# QM Oscillator Question

1. Jan 10, 2008

### div curl F= 0

1. The problem statement, all variables and given/known data

"Write down the operator $$\hat{a}^2$$ in the basis of the energy states $$|n>$$. Determine the eigenvalues and eigenvectors of the operator $$\hat{a}^2$$ working in the same basis.

You may use the relation: $$\sum_{k = 0}^{\infty} \frac{|x|^{2k}}{(2k)!} = cosh(|x|)$$"

2. Relevant equations

3. The attempt at a solution

For the first part, I've got the abstract version of the operator to be:

$$\hat{a}^2 = \sum_{n=0}^{\infty} \sqrt{n(n-1)} |n-2><n|$$

but the second part is giving me some trouble. I'm not too sure how to set about it, I've tried a few different approaches but nothing ends up using the above relation. I've tried a coherent state: $$\hat{a} |n> = \lambda |n>$$, and I've tried a ket composed on the basis n: $$|\psi> = \sum_{n=0}^{\infty} C_n |n>$$.

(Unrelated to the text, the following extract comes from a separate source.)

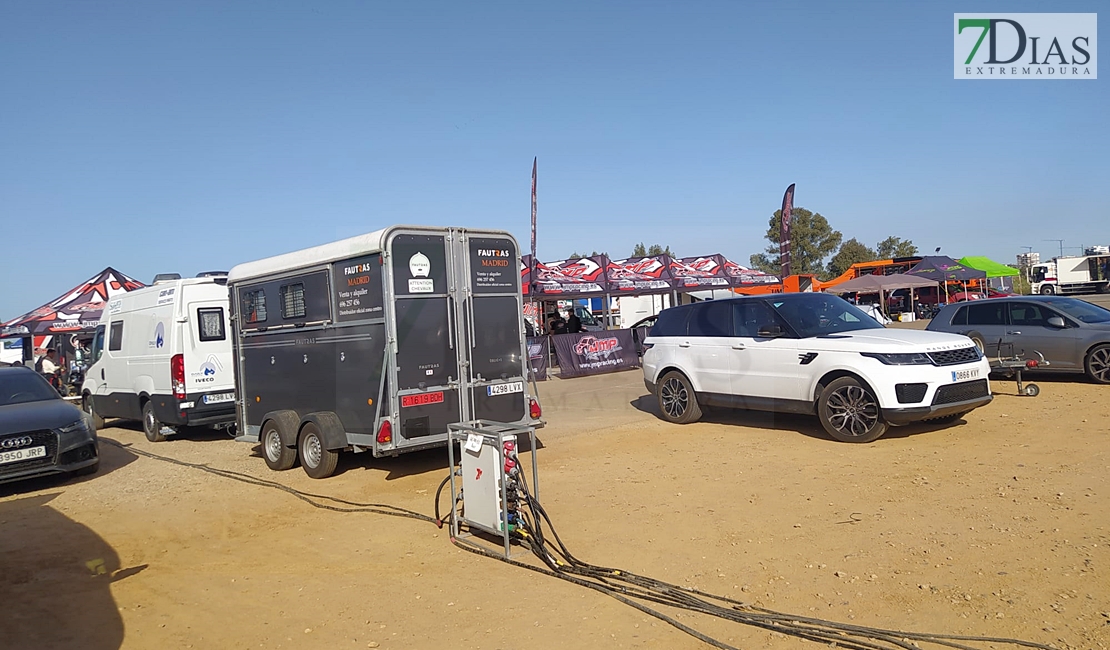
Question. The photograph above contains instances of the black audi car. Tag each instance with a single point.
(40, 433)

I'd be grateful if somebody could show me the way with this question, I've just hit a brick wall with it.

2. Jan 14, 2008

### µ³

Well, $\hat{a}^2$ commutes with $\hat{a}$ so any eigenvector of the latter is an eigenvector of the former. So to compute the eigenvalues, just operate $\hat{a}^2$ on a coherent state.

3. Jan 14, 2008

### StatusX

To continue along the lines of the previous post, assume |A> is an eigenvector of a^2 with eigenvalue A^2. Does this mean it is an eigenvector of a with eigenvalue A? Well, first of all, we see it could just as well have eigenvalue -A. And because of this, we could in general expect to find:

|A> = |B> + |C>

where a|B>=A|B> and a|C>=-A|C>, giving:

a|A> = A |B> - A |C>

so that |A> is not an eigenvector of a unless either |B> or |C> is zero, and yet:

a^2 |A> = A^2 |B> + A^2 |C> = A^2 |A>

In other words, while all the eigenvectors of a will still be eigenvectors of a^2, there will in general be some new ones as well, given by linear combinations of a-eigenvectors with eigenvalues that are negatives of eachother. With a little work you can show these are the only new eigenvectors.